Die Verfassungsbeschwerde betrifft die Unterbringung eines Untersuchungsgefangenen in einem Einzelhaftraum mit offener Toilette und vor dem Fenster angebrachter Sichtblende.
1. Der Beschwerdeführer befindet sich seit dem 19. März 2003 in Untersuchungshaft. Er wurde am 8. Februar 2006 in die Justizvollzugsanstalt K… verlegt und dort seitdem allein in verschiedenen Einzelhafträumen untergebracht, die mit einer räumlich nicht vom übrigen Haftraum abgetrennten, nicht gesondert entlüfteten Toilette ausgestattet sind. Vor dem Haftraumfenster ist jeweils im Abstand von 15 cm eine Macrolonscheibe angebracht, die eine Durchsicht mit Ausnahme des oberen Teils der Scheibe, der den Blick auf den Himmel freigibt, verhindert.
2. Nachdem der Beschwerdeführer die Unterbringungsbedingungen erfolglos bei der Justizvollzugsanstalt beanstandet hatte, beantragte er beim Oberlandesgericht K…, die Rechtswidrigkeit seiner Unterbringung in einem Haftraum mit Sichtblende und offener Toilette ohne gesonderte Entlüftung festzustellen. Durch die Sichtblende sei die erforderliche Be- und Entlüftung nicht mehr gewährleistet; zudem liege sein Haftraum auch tagsüber durchweg im Halbdunkel, so dass er auf künstliche Beleuchtung angewiesen sei. Wegen der unzureichenden baulichen Abtrennung der Toilette komme es zu unzumutbaren Geruchsbelästigungen. Außerdem könne beim Öffnen der Haftraumtür durch die Bediensteten während der Notdurft des Gefangenen dessen Schamgefühl verletzt werden. Hierdurch werde er in seinen Rechten aus Art. 1 Abs. 1 GG und Art. 3 Abs. 1 EMRK verletzt.

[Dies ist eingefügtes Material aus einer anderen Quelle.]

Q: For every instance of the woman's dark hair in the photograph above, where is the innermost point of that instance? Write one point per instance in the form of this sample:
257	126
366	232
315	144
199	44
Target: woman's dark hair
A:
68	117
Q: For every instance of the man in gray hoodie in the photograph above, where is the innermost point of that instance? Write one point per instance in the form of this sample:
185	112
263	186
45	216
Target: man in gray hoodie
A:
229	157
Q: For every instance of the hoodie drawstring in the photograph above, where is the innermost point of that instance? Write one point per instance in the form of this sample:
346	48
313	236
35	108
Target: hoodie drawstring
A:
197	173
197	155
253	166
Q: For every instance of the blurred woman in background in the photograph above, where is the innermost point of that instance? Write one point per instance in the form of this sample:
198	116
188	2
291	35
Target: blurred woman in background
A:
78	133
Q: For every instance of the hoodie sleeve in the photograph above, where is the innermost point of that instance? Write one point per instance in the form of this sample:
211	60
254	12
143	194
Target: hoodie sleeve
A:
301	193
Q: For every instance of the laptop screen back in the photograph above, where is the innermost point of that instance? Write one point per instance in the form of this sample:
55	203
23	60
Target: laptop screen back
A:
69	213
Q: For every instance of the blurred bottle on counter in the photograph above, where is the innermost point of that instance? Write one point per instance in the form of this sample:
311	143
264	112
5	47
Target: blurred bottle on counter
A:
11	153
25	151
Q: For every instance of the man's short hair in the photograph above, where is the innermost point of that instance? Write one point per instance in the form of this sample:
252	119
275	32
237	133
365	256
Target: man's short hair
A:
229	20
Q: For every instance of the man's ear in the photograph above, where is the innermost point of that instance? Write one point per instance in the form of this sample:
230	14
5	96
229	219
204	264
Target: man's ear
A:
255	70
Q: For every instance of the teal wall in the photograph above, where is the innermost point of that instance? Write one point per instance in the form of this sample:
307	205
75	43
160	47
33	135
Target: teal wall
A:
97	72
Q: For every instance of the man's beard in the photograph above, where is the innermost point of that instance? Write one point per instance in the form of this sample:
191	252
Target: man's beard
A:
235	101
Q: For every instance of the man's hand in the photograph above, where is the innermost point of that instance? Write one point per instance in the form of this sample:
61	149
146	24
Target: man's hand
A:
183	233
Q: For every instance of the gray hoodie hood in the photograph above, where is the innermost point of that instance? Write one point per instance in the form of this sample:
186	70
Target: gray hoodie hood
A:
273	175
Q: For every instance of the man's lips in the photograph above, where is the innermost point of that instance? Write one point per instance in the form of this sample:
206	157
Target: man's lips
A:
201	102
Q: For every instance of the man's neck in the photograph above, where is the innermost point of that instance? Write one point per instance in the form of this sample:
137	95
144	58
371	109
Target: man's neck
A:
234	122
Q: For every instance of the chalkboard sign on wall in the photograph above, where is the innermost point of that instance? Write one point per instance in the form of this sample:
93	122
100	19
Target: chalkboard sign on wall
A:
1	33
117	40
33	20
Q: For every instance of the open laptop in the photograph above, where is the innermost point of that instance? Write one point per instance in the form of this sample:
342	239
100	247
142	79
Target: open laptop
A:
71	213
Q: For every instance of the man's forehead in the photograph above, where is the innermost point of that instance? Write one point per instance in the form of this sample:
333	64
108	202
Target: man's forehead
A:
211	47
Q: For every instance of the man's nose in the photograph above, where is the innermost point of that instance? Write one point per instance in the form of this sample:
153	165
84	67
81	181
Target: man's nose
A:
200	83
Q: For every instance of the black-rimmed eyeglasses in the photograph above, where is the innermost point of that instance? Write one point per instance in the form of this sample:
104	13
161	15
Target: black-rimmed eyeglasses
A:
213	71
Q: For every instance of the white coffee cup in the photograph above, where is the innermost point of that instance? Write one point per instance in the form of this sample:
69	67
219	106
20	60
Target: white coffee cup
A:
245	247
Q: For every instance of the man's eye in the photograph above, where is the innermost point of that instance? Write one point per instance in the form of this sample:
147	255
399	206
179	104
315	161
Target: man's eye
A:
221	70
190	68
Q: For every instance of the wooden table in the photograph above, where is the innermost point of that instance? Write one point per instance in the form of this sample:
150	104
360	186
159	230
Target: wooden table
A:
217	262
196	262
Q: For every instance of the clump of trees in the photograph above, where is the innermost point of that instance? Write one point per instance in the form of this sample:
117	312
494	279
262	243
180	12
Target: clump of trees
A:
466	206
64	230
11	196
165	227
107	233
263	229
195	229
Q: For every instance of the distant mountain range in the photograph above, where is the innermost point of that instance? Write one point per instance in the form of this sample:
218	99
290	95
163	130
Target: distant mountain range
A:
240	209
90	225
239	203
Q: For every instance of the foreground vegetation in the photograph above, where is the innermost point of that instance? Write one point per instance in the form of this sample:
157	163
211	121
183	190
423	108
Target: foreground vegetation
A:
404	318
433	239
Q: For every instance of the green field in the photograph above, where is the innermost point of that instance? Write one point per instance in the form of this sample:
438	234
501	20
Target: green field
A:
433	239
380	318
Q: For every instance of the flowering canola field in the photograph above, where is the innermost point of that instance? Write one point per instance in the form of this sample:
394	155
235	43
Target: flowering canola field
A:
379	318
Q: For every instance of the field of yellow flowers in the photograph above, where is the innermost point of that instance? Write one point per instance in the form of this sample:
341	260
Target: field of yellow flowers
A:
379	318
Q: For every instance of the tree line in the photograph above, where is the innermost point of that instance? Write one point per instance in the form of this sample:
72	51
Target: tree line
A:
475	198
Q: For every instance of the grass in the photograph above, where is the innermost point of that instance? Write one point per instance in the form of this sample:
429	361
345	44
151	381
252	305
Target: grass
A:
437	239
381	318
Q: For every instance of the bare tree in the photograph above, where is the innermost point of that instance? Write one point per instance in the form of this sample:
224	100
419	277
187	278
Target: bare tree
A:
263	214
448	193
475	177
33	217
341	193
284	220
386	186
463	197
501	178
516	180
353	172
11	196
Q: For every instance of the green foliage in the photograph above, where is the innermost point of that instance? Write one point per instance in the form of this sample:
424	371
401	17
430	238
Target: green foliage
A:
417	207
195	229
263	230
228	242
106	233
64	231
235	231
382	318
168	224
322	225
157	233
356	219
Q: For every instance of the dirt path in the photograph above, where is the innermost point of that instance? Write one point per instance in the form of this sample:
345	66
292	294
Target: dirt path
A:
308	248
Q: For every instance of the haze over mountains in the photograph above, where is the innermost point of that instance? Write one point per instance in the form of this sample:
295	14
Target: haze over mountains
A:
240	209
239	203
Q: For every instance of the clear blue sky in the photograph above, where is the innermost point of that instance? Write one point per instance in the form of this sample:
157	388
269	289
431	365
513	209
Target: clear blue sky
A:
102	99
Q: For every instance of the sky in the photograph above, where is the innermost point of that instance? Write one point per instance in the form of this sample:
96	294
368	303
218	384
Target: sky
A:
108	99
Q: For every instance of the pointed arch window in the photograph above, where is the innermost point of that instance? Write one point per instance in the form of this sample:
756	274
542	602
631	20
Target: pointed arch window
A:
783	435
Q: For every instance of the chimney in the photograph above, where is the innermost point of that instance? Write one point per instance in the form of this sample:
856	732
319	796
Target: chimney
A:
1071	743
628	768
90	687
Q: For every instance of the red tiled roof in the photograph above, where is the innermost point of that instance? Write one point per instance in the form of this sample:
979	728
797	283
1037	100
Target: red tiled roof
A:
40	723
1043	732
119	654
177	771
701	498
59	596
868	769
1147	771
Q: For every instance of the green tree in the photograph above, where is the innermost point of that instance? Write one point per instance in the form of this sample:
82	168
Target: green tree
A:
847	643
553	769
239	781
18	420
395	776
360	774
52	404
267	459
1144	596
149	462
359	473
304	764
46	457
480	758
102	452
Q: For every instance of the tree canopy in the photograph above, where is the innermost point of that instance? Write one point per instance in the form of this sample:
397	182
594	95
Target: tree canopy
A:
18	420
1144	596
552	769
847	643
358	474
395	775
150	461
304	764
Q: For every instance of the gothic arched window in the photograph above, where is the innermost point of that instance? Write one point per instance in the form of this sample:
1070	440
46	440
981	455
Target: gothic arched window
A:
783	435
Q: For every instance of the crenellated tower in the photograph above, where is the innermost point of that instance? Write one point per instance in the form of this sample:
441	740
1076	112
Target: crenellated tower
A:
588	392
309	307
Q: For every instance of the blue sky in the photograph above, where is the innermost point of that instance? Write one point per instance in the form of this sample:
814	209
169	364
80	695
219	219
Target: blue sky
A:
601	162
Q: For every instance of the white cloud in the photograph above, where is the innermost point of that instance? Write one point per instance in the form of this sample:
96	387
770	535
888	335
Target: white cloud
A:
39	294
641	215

3. In ihrer Stellungnahme führte die Justizvollzugsanstalt aus, aufgrund des Abstandes zur Wand stünden rund um die vor dem Haftraumfenster angebrachte Scheibe vier freie Seiten für die notwendige Luftzufuhr zur Verfügung. Die Blenden seien in ihrer baulichen Beschaffenheit so konzipiert, dass sowohl der Lichteinfall als auch die Zirkulation der Zu- und Abluft in den Haftraum ausreichten. Mit Rücksicht auf die besonderen Sicherheitsbedingungen der Anstalt, insbesondere unter Berücksichtigung der vorhandenen baulichen Situation, könne auf die Sichtblenden nicht verzichtet werden.

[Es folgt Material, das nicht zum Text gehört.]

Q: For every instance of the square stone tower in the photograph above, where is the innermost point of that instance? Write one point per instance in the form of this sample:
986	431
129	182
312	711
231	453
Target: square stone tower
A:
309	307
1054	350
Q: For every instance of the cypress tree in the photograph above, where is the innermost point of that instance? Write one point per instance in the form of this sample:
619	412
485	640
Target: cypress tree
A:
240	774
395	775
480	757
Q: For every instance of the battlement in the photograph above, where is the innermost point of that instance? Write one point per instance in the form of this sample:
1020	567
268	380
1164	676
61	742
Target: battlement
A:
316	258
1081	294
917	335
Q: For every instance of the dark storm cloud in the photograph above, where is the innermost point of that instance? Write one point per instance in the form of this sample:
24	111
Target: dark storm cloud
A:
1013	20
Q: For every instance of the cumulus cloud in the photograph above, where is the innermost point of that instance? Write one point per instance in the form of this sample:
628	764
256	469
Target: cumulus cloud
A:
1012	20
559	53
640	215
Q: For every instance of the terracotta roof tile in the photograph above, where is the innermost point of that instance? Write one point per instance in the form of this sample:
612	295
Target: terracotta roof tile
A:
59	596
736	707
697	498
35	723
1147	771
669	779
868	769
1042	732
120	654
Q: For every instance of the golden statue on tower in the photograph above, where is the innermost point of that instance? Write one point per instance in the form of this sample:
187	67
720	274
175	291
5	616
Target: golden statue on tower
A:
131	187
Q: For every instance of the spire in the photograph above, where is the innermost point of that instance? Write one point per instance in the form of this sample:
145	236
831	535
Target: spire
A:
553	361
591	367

4. Das Oberlandesgericht verwarf den Antrag mit Beschluss vom 6. März 2007, der dem Beschwerdeführer nach eigenen Angaben am 20. März 2007 zugestellt wurde. Der zulässige Antrag sei unbegründet. Bei der von der Justizvollzugsanstalt geschilderten Sachlage komme eine Verletzung der Menschenwürde des Beschwerdeführers nicht in Betracht. Die Sichtblenden sollten unerlaubte Kontaktaufnahmen zwischen untereinander getrennt zu haltenden Untersuchungsgefangenen und außenstehenden Personen verhindern. Aufgrund der besonderen Lage der Anstalt – nämlich in einem Hangbereich zwischen zwei Straßen mit einer Außenfront teilweise ohne Anstaltsmauer – seien derartige Sichtblenden unverzichtbar. Dass der Beschwerdeführer infolge dieser Sichtblenden an gesundheitlichen Beeinträchtigungen, insbesondere Augenbeschwerden, leide, werde von ihm selbst nicht substantiiert behauptet und ergebe sich auch nicht aus der Stellungnahme der Justizvollzugsanstalt. Auch soweit sich der Beschwerdeführer gegen die fehlende bauliche und optische Abtrennung der Toilette wende, sei der Antrag unbegründet. Allerdings seien dem Ermessen der Vollzugsbehörde bei der Ausgestaltung der Hafträume durch das Recht des Gefangenen auf Achtung seiner Menschenwürde (Art. 1 Abs. 1 GG), das Verbot unmenschlicher oder erniedrigender Behandlung (Art. 3 EMRK) und die Europäischen Mindestgrundsätze für die Behandlung von Gefangenen Grenzen gesetzt. Diese Vorschriften würden durch die Ausstattung des jetzt von dem Beschwerdeführer bewohnten Haftraums, der dem allgemeinen Standard der Justizvollzugsanstalten in der Bundesrepublik entspreche, nicht tangiert. Hafträume der geforderten Art seien im Übrigen in der Justizvollzugsanstalt K… nicht vorhanden. Dass der Beschwerdeführer aufgrund der baulichen Gegebenheiten an Beeinträchtigungen seines körperlichen oder seelischen Wohls leide, die über die mit den räumlichen Verhältnissen unvermeidlich verbundenen Belästigungen und Unannehmlichkeiten hinausgingen, sei nicht ersichtlich. Schließlich werde der Beschwerdeführer im Verhältnis zu anderen Gefangenen auch nicht ungleich behandelt. Nach der Stellungnahme der Justizvollzugsanstalt verfügten sämtliche Hafträume, deren Fenster sich öffnen ließen, über eine Sichtblende und alle Einzelhafträume über eine Toilette ohne bauliche Abtrennung.
Entscheidungsgründe
II.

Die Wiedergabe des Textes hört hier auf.